One other repo is https://github.com/acep-uaf/thearcticprogram.net. It has a .gitattributes that looks like

*.pdf filter=lfs diff=lfs merge=lfs -text
*.zip filter=lfs diff=lfs merge=lfs -text

Limitations

General notes:

  • GitHub warns about 50MB, and will not allow 100MB.
    • aetr.db with prices in it is 400 KB
    • Neil's workbooks are ~20 MB each
  • Git is not designed to handle large SQL files. To share large databases with other developers, we recommend using a file sharing service.
  • repos should be <1 GB, and less than 5 GB for sure
  • could package as a release
  • could remove those files from repo with BFG Repo-Cleaner or the git filter-repo command. (see sensitive files)

Costs: One data pack costs $5 per month, and provides a monthly quota of 50 GiB for bandwidth and 50 GiB for storage and there is 1GB free per account (UAF? ACEP? individual?)

About Git Large File Storage: Git LFS cannot be used with GitHub Pages sites.

Why it didn't work

The interference between GitHub Pages and LFS grenades this for our use case. The LFS-tracked database is present in the repo directory, but our GH Pages website doesn't seem to recognize it.

Final Solution

Eh. We put off thinking about it and used small CSV files for figure generation.

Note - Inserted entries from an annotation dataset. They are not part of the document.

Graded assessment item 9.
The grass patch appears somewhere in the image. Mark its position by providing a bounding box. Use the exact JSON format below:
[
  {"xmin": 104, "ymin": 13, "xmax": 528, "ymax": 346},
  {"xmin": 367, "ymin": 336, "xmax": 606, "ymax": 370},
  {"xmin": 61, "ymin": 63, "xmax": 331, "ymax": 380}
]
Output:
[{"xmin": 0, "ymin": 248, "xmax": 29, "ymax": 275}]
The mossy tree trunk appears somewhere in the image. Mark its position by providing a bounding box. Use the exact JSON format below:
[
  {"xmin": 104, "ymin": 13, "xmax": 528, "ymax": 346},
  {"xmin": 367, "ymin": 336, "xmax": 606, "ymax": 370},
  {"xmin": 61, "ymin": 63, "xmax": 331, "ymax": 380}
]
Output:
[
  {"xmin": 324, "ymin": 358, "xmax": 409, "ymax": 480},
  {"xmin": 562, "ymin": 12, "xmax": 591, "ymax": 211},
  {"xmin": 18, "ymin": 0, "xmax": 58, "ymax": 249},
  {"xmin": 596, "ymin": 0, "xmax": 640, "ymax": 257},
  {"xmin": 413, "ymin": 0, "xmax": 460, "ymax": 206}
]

A possible workaround in the future is to make a separate repo that builds the DB and pushes it to a public GCS storage bucket. Then we can set up an action in this repo to pull the data from the bucket and stash as CSVs. That way, our DB build will be nice and separate (for permissions etc), and this repo will have local CSVs, so will be fast and responsive. The data on the repo will be up to date, and we'll be interfacing with an actual database.